Despite that complaint, this is a solid record. Musically, Tim Gibbons has the country bayou blues sound down, giving authentic and convincing performances. The back line offers the same restraint in their approach as Gibbons and compliment well what Gibbons is leading with. If you like music from the bayou, this one with a Canadian twist will interest you. Get you alligator head out and groove to the beat!


Ann Arbor, MI

Swamp Tooth Comb by TG And The Swampbusters

Album Review

April 2, 2015

TG and the Swampbusters play some down-home blues on their new release Swamp Tooth Comb. It’s perfect with a cold beer on a hot day.

You would think that TG and the Swampbusters were from way down in Mississippi after listening to Swamp Tooth Comp. This album oozes with that sweat-soaked early country blues of Son House and Elmore James. It turns out that they are from Canada; Hamilton, Ontario to be exact.

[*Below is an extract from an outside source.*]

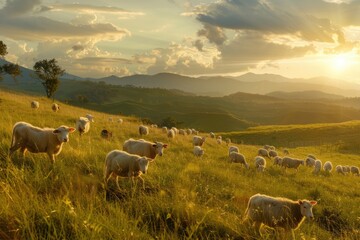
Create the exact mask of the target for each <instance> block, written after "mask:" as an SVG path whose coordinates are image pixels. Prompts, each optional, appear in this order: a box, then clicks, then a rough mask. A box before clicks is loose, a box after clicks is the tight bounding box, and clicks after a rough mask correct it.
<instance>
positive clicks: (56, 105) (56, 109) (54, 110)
mask: <svg viewBox="0 0 360 240" xmlns="http://www.w3.org/2000/svg"><path fill="white" fill-rule="evenodd" d="M51 109H52V110H53V111H54V112H57V111H59V110H60V106H59V104H57V103H53V104H52V105H51Z"/></svg>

The band is Tim Gibbons (TG) on guitar and vocals with “Swampy” Joe Klienfeltr on bass and Patch hitting the skins. TG’s vocals sound like a cross between J.J. Cale and Keith Richards, with a hint of Bob Dylan. His tone is relaxed and easy. With his vocals mixed with the laid-back feel of the album, you have music that is great to listen to. Kick off your shoes, sit back on the porch with a tasty beverage in hand, and dig in.

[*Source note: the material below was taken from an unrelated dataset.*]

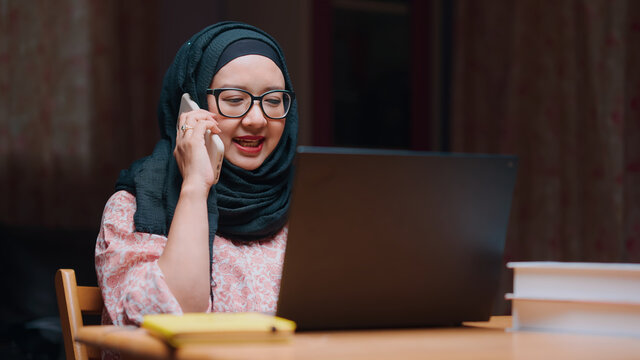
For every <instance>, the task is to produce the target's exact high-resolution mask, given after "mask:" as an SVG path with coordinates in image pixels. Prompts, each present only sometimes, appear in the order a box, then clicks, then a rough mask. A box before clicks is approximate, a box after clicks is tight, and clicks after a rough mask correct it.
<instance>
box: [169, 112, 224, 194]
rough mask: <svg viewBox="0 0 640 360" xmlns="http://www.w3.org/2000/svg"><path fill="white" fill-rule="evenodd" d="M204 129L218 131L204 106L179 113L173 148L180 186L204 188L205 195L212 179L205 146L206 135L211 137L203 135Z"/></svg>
mask: <svg viewBox="0 0 640 360" xmlns="http://www.w3.org/2000/svg"><path fill="white" fill-rule="evenodd" d="M182 129H184V130H182ZM207 130H210V131H211V133H213V134H219V133H220V132H221V130H220V128H219V127H218V122H217V121H216V120H215V118H214V114H213V113H211V112H209V111H206V110H203V109H197V110H193V111H189V112H185V113H182V114H181V115H180V117H179V118H178V123H177V129H176V131H177V133H176V147H175V149H174V151H173V155H174V156H175V158H176V161H177V162H178V168H179V169H180V173H181V174H182V188H183V189H185V188H189V189H193V190H195V191H198V192H200V191H203V192H204V195H207V194H208V193H209V189H210V188H211V186H212V185H213V181H214V172H213V169H212V168H211V161H210V160H209V153H208V152H207V148H206V146H205V135H206V136H210V135H208V134H206V133H207Z"/></svg>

The whole album is approachable and a joy to listen to, but a few numbers stand-out. “Play Me Some Blues Keep It Country” is pure roots blues satisfaction with some fine guitar playing. TG and the Swampbusters play it with conviction and soul. “Country Side of Town” has a great old-time delta feeling that surely would influence a modern-day Elvis Presley. The combination of simple harp and slide make “Cornpone” sweet and delicious. Finally, “Hot Money” has Keith Richards written all over it. It’s a ragged alley cat of a song that you’d hear in a smoke-filled bar reeking of booze.

The roots of the blues keep on giving and TG and the Swampbusters have harvested a fine album with Swamp Tooth Comb.


Atlanta, GA

A Love Letter to TG and the Swampbusters

by Eric Petersen on January 14, 2015

Here at RUST Magazine we liked roots-rocker Tim Gibbons' new project so much, we actually wrote him a love letter instead of a review:

Dear TG and the Swampbusters,
We love you. You are so cool. We love the way you play guitar and we love your funky down-low beats. We love the way you keep it so real, and we love how you write your songs. We love your swagger and your style and we love your new CD Swamp Tooth Comb.

You are our very favorite roots rockers. We listen to your album all day long and at night and we play it in the car and we nod our heads up and down while we drive down the road. We told all the other kids at school about it too! We think you are awesome.

So, if you're not dating another music magazine, can we go steady?